Disclosed are a significance parameter extraction method for differential diagnosis based on an entropy rough approximation technology, and an integrated clinical decision support system using the same. The significance parameter extraction method for differential diagnosis of abnormal diseases based on entropy rough approximation technology, includes the steps of: (a) calculating clinical reference values from two different groups of clinical data extracted from a database storing a plurality of clinical data for each check item using an entropy maximization measure; (b) evaluating a clinical difference between the two different groups of clinical data and extracting candidate check items; (c) based on a reference value of a check item calculated from one of the groups of clinical data, converting attribute values of the check item into nominal attribute values; and (d) extracting significance parameters for differential diagnosis from the candidate check items extracted in the step (b).

Description

[DESCRIPTION]
[Invention Title]
SIGNIFICANCE PARAMETER EXTRACTION METHOD AND ITS CLINICAL DECISION SUPPORT SYSTEM FOR DIFFERENTIAL DIAGNOSIS OF ABDOMINAL DISEASES BASED ON ENTROPY ROUGH APPROXIMATION TECHNOLOGY
[Technical Field]
The present invention relates to a clinical data parameter extraction method and a clinical support system using the same, and more particularly, to a significance parameter extraction method for differential diagnosis based on an entropy rough approximation technology, and an integrated clinical decision support system using the same.
[Background Art]
There are different tools available for treatment with the knowledge of patients' conditions in the field of medicine. Traditionally, doctors check patients' conditions physically, identify problems and conditions of patients and decide proper treatment based on an extensive array of knowledge collected from researches of many years.

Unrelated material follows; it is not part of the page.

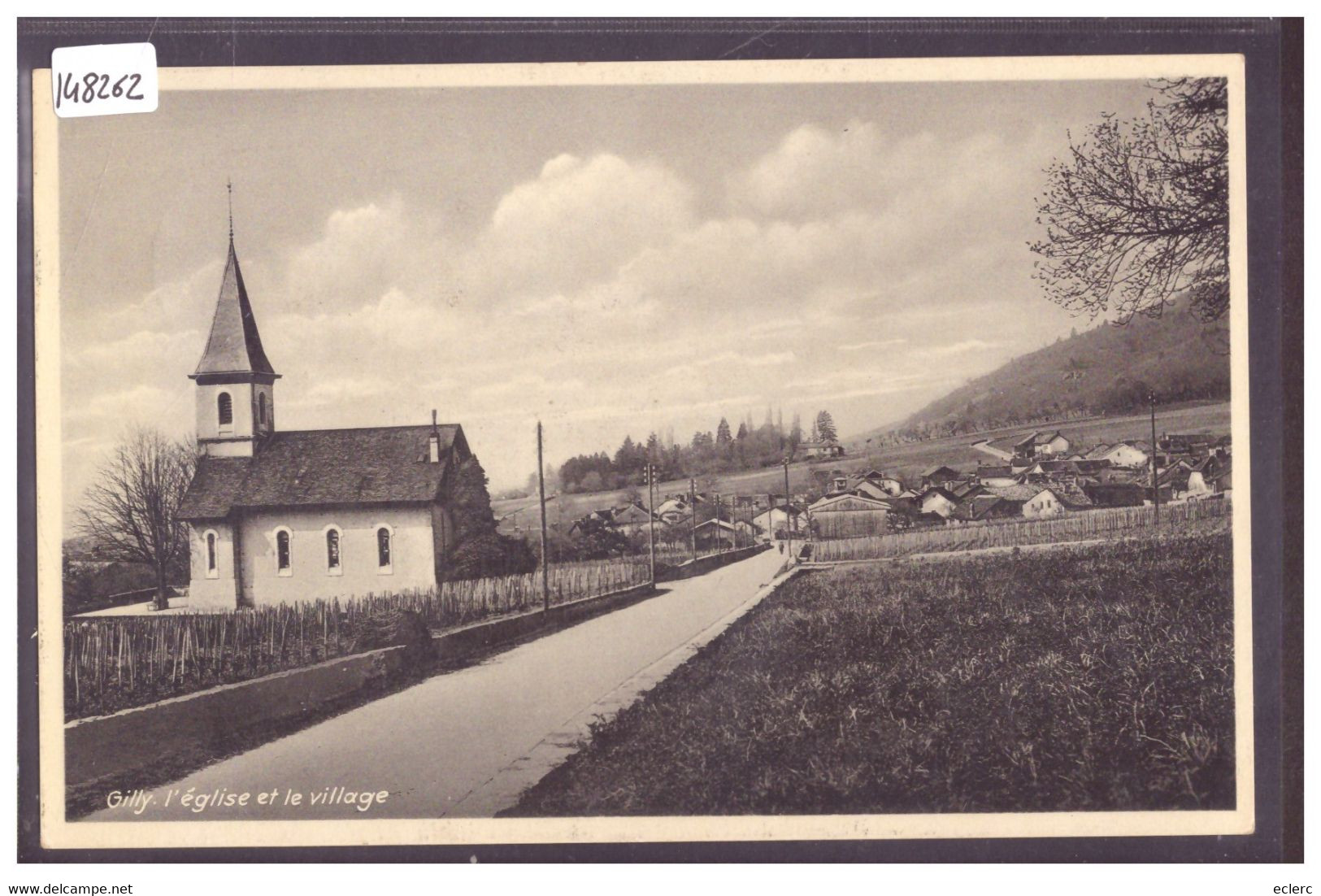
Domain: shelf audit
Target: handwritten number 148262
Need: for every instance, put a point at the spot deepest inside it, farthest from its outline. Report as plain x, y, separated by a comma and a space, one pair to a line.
94, 86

Traditionally, a source of support information includes other health professionals, reference books and manuals, relatively simple check results and analysis, etc. For the past ten years, particularly in recent years, a wide array of different reference substances is available for health professionals, expanding available resources and improving medical workers' diagnosis and nosotrophy.
Diagnosis resources available for doctors and other caregivers may include information databases in addition to resources which can be prescribed and controlled. This database is a typical reference library, which is known to be available from many sources, and provides doctors with detailed information on possible disease conditions, information on methods of identifying such conditions, and treatments of such conditions in a few second.
Of course, similar reference substances may be used to identify considerations such as interaction of medicines, tendency of disease and medical affairs, etc. Some of these reference substances may be provided for free to persons tending the sick, while some may involve subscription or joint membership.
There has also been known a particular data acquisition technique which can be specified and controlled to examine potential patient conditions and medical affairs and point out a source of potential medical problems. A traditional prescription data source includes a simple blood test, a urine test, a handwritten result of physical checks, etc. For decades before, more elaborated techniques have been developed, including various types of electrical data acquisitions for detecting and recording operation of a body system and responsiveness of a system to situations and stimuli to some degrees.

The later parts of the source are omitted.